Areei a arma bem areadinha, limpei-lhe ouvidos, pus uma pedra nova embaixo do cão e carreguei-a. Ali por perto havia um jambeiro com frutas: apanhei uma e, depois de escovar bem a arma, joguei o jambo para o ar, lá em cima, meti a arma à cara e fiz fogo: a fruta espatifou-se toda.
- Está bom, sô Joaquim, disse comigo, você está meio turuna na pontaria! Isto é que serve.
Amarrei o clavinote nos coldres da sela, apertei bem o pedrês, corri os olhos no peitoral e na retranca, passei por cima da sela um pelego bom e apertei de novo o pedrês com a sobrecincha.
De arma de fogo eu não gosto muito mas minha vara de vaqueiro, minha vara de derribar, pior do que uma azagaia, essa eu não deixo!

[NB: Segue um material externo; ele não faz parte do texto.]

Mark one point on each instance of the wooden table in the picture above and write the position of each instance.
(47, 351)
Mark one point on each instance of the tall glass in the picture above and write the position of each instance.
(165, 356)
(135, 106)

Desembainhei o ferrão da ponta e dei uma chuçada num portal. O ferro estava firme e amolado.
Esse arranjo todo pouco durou.
Apalpei, por último, meu rosário do pescoço e pulei no lombo do pedrês.
- Eta, mundo! Chegou a hora!
- Sô moço, sô Juca andava farejando esse negócio e me atormentou muito para eu contar a conversa que tive com o patrão. Rondou sempre por perto de nós, para ver se apanhava qualquer coisa. O menino mordia os beiços, arrancava os cabelos, esbravejava, fazia tudo para saber, porque ele queria ter uma embarroada com os caramurus. Eu nunca vi mocinho assim.
Uma coisa me dizia que esse menino ia fazer alguma. – “Hei de ir! hei de ir!”- falava ele, com dos dentes cerrados, batendo com a mão direita fechada na palma da mão esquerda.
- Hei de ir!
- Vossemecê não vai, nhonhô, porque meu amo não quer.
Ele desconversou e sumiu.
Quando eu já estava longe, ouvi um tropel de cavalos atrás de mim. Era sô moço que vinha num cavalinho castanho careta, corredor que nem um veado. O mocinho vinha debruçado pra frente, de rédea bamba e o cavalo parecia que roçava a barriga no chão na corrida.
No eu sair, sô moço já tinha o cavalo pronto, escondido. Ganhou o rasto e bambeou as rédeas. Não foi preciso mais nada.
- Ora, já se viu! Virgem Nossa Senhora, como é que está para ser?
- Não tem nada, Joaquim, vamos embora. Eu te mostro que já sou duro.
Cá dentro o caçarão me pulou de alegria, de ver a disposição do menino. Carreguei-o nestes braços e era a minha menina dos olhos. “Ora! lá se avenha! o que há de ser tem muita força” - pensei eu não tinha culpa da vinda dele. Só ele veio, é porque gosta deveras deste mulato velho.
- Está bom, Nhonhô, Vossemecê fica amoitado ali perto. Se os homens me prenderem ou me matarem, Vossemecê percebe logo, porque isso não demora. Então, Vossemecê percebe logo, porque isso não demora. Então, Vossemecê dá de rédeas pra trás e toca a bom tocar até chegar a casa, para avisar a meu amo.
- Hás de ver que eu já sou duro, Joaquim, Vamos embora.
Com pouca dúvida entramos em terra da Tapera.
- Pode ter algum espia por aí, meu patrãozinho. Vamos cortar pelo cerrado a fora e ganhar a estrada que vem da Boa vista: enganamos os diabos, porque eles ficam pensando que somos viandantes saídos do Vão.
Assim fizemos.
Antes de confrontarmos com a fazenda da Tapera, eu fiz sô moço entrar num capãozinho de mato e ficar aí amontoado. De lá ele via a casa e o curral da frente.
Entrei, como já contei, sem ver ninguém. Subi a escadaria e gritei: Ó de casa! - Uma porta abriu-se e um caboclo de beiço rachado apareceu, respondendo: - Ó de fora! Entre e vem tomar congonha, que está no coité.